Thy beginning is one with that of the woman.


Yet, alas! thou sufferest, although thy agony brings nought to the birth, and avails thee nothing.

The groans of the lowest beggar are counted in heaven, compensated amid the music of angels' harps—but thy sighs, thy despair, fall into the bottomless abyss, and Satan gathers them together, and joyfully adds them to the pile of his own lies and delusions—and the Lord will deny and disown them, as they have denied and disowned the Lord!


But not for this do I pity thee, spirit of Poetry, mother of Beauty and Freedom!
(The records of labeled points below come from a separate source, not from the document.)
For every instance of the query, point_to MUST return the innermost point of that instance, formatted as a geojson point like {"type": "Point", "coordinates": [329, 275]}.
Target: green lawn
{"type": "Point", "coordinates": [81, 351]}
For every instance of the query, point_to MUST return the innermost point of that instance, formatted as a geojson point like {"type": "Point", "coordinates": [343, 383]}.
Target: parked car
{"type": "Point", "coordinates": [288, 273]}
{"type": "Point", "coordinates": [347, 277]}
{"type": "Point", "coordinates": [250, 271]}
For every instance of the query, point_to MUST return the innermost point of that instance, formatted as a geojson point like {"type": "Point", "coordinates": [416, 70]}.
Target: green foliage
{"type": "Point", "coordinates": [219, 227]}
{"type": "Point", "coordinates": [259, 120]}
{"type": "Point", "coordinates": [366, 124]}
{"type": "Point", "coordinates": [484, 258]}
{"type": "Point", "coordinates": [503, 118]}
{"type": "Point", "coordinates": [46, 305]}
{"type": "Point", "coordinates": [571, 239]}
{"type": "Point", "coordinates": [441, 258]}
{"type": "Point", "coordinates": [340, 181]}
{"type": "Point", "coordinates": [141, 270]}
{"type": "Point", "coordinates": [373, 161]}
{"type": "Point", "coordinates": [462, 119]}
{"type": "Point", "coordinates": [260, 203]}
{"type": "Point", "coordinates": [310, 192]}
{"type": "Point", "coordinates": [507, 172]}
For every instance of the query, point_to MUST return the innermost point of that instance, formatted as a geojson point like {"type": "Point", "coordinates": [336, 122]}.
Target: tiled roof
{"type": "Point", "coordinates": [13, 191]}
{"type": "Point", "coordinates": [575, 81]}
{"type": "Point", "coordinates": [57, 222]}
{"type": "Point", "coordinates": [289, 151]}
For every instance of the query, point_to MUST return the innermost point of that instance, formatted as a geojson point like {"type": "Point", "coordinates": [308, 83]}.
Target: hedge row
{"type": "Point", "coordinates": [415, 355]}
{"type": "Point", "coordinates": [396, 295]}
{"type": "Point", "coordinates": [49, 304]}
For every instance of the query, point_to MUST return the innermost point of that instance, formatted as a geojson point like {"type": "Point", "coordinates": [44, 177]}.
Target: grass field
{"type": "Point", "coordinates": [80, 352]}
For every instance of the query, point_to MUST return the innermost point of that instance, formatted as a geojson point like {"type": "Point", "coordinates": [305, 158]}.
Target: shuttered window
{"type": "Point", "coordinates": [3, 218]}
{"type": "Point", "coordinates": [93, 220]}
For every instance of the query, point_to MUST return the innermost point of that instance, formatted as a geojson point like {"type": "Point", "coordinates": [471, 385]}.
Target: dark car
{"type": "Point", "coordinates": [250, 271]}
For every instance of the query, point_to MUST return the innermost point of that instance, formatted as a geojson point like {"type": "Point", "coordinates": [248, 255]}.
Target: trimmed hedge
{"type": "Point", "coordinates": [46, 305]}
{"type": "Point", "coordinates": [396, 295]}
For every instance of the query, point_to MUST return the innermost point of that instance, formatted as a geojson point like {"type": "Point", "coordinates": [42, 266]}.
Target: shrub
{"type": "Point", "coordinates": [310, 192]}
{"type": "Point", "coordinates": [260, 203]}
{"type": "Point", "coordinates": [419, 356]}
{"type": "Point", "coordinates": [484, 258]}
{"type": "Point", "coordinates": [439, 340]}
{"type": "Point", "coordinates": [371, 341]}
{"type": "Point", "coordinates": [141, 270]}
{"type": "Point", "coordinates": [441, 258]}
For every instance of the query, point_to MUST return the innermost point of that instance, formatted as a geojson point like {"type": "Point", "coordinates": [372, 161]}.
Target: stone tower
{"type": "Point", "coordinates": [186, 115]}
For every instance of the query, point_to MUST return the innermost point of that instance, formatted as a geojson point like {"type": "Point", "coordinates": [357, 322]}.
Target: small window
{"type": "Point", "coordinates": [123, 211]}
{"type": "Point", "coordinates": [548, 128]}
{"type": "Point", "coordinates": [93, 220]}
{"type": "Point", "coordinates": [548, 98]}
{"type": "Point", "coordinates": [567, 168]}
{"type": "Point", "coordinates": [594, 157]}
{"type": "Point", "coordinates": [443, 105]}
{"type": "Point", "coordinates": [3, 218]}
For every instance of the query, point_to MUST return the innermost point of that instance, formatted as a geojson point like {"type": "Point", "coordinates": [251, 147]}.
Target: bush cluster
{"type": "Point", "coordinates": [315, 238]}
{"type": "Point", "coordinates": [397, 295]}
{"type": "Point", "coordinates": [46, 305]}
No. I mourn for the unhappy souls who are forced to remember or divine thee upon chaotic worlds destined to destruction—alas! thou ruinest only those who consecrate themselves to thee, who become the living voices of thy fame!

And yet, blessed is it when thou takest up thine abode in a man, as God dwelt in the world, unseen, unknown, yet everywhere great and mighty, the Lord, before whom all creatures bow and say: 'He is here!'

Such a man will bear thee like a star upon his radiant brow; he will never turn from thee even for the duration of a little word; he will love men, and, like a man, walk with his brethren.

And he who guards thee not, who is willing to betray thee, to devote thee to the idle pleasure of men—from him thou turnest sadly away, scattering in pity a few fading flowers upon his head; he plays with the dying bloom, and weaves his death-wreath all the days of his short life.

Thy beginning is one with that of the woman!